Fig. 1: Gas-based quantum memory. (a) The energy levels of rubidium atoms (green) are used to store quantum information. (b) To store the various energies contained in an optical pulse (blue), a magnetic field is gradually varied and the information is stored in the energy levels of the rubidium atoms. (c) Reversal of the magnetic field enables the optical pulse to be retrieved.

A key goal of quantum memory research is to find ways of storing multiple bits of information. An effective means of achieving this is to use an atomic gas with a wide distribution of energies to create ‘broadband’ memory. The researchers, led by Ben Buchler, showed that the secret to making such memory efficient is to ensure that the atomic transition energies are distributed along the length of the storage medium (Fig. 1).

In their system, a gradually strengthening magnetic field increases the atomic transition energies along the gas such that the energy distribution of the optical pulse can be accommodated. “In principle, there is no limit to the number of optical states that can be stored, provided the energy distribution across the atoms is large enough and the atomic lifetimes long enough,” says Buchler.

To read out the stored signal, the magnetic field is reversed in sign, which causes a backwards evolution of the information stored. Eventually, the original signal can be recalled. More importantly, changing the sign of the magnetic field as well as its strength provides control over the way the stored information is extracted. Through a clever sequence of field changes, any desired part of the original initial multi-pulse signal can be retrieved at will.

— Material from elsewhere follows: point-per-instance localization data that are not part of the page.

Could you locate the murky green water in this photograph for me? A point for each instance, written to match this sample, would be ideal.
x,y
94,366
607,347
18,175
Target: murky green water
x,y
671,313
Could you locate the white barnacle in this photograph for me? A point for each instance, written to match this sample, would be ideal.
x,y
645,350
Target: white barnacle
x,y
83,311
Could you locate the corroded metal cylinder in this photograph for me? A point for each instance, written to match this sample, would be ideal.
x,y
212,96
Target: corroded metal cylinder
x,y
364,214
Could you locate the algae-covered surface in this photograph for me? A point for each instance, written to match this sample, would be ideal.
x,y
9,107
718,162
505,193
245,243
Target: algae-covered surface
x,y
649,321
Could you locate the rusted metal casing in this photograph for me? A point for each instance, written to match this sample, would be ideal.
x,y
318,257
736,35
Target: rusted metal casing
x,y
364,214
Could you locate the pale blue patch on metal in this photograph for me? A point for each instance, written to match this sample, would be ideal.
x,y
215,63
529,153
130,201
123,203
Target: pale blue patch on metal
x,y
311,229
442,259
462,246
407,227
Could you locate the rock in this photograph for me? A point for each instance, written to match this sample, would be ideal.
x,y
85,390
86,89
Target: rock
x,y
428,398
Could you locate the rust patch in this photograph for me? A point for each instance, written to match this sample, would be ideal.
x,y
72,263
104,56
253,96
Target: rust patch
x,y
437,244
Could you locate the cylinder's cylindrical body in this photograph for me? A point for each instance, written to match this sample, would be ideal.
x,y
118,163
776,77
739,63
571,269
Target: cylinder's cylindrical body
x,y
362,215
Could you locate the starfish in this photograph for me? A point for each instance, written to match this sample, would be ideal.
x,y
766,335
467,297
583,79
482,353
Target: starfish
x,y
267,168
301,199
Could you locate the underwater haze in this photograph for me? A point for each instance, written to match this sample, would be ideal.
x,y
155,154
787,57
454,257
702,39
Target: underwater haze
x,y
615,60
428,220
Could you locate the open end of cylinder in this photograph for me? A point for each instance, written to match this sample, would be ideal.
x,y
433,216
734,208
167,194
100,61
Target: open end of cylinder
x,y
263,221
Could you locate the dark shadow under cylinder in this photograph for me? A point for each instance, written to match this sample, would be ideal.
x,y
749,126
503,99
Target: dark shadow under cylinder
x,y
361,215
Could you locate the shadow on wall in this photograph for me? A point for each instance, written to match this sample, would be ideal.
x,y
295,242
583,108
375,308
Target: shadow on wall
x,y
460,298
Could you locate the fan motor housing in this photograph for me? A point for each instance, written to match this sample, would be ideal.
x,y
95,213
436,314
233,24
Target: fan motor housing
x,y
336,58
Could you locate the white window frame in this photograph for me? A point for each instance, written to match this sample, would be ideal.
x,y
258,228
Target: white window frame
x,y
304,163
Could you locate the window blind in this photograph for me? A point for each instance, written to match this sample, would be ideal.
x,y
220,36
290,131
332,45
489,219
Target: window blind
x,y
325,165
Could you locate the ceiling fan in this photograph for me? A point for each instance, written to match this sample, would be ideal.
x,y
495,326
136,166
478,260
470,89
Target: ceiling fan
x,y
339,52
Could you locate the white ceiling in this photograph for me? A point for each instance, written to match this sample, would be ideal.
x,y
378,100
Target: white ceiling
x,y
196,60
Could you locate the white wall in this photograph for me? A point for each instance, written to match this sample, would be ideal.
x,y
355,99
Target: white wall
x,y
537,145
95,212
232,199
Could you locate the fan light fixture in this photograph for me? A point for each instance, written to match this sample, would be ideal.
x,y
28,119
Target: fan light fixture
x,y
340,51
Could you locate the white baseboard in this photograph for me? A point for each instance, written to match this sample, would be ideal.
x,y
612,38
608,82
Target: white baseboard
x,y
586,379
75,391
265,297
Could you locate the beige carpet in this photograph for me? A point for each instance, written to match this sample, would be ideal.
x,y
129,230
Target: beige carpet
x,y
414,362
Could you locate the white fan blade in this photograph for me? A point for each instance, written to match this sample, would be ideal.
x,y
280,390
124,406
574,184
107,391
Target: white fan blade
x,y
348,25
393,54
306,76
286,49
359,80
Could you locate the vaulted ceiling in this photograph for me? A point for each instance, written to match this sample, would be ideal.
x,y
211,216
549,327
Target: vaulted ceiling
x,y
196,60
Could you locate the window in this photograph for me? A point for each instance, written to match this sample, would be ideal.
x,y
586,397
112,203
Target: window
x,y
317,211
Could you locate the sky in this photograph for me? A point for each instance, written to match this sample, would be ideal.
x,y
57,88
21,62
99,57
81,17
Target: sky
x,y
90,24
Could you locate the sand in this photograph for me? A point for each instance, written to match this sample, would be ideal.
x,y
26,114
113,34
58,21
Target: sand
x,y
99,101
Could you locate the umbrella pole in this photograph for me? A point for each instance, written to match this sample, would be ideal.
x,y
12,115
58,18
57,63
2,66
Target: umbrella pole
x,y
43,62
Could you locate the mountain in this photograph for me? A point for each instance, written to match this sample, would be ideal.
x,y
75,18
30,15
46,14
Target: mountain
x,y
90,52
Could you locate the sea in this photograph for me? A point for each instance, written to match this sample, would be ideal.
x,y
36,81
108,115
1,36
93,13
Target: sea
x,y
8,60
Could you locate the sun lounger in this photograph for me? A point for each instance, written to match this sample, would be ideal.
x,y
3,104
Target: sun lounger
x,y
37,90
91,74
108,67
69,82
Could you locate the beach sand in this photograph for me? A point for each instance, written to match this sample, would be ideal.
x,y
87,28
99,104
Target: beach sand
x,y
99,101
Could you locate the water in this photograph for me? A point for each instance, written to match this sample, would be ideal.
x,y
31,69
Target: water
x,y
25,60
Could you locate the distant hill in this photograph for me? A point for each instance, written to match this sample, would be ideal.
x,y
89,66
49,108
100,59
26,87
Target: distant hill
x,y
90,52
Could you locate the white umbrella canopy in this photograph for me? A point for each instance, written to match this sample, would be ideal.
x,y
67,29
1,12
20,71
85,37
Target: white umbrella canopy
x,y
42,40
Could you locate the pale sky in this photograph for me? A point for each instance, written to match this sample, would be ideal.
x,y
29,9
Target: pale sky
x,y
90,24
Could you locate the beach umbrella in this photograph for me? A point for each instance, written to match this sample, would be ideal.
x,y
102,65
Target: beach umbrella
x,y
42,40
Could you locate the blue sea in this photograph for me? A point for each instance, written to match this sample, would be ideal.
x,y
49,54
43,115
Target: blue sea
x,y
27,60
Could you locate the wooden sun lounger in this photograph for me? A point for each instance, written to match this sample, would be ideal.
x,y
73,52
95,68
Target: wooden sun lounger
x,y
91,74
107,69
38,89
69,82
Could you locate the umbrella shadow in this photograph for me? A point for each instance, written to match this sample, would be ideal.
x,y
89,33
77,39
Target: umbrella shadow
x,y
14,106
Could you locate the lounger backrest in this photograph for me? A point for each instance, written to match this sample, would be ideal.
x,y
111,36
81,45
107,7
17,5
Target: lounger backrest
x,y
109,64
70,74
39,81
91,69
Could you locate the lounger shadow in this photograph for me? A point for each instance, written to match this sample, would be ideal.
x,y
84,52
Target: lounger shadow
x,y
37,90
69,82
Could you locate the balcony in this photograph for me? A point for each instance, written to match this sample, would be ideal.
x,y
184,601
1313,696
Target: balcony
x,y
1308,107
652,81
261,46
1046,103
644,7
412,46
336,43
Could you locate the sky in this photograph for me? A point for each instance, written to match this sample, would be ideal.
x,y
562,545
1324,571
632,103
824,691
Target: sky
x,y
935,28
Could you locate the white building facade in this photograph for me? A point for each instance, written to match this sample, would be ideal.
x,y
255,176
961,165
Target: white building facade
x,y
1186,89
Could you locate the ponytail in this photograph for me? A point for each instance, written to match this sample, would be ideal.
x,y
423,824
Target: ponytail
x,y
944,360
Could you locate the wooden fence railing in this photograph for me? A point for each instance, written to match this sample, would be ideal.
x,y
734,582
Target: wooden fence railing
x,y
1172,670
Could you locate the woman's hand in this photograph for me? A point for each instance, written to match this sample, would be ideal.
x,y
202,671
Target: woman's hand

The possibility of controlling multiple bits stored within a gas may have intriguing consequences for quantum information systems. “Possibilities include use as a random access memory in a quantum computer,” says Buchler. He adds that if the spatial distribution of the magnetic field along the gas is altered while the pulses are in storage, the properties of the quantum states are modified. “This type of manipulation is not possible in other systems.”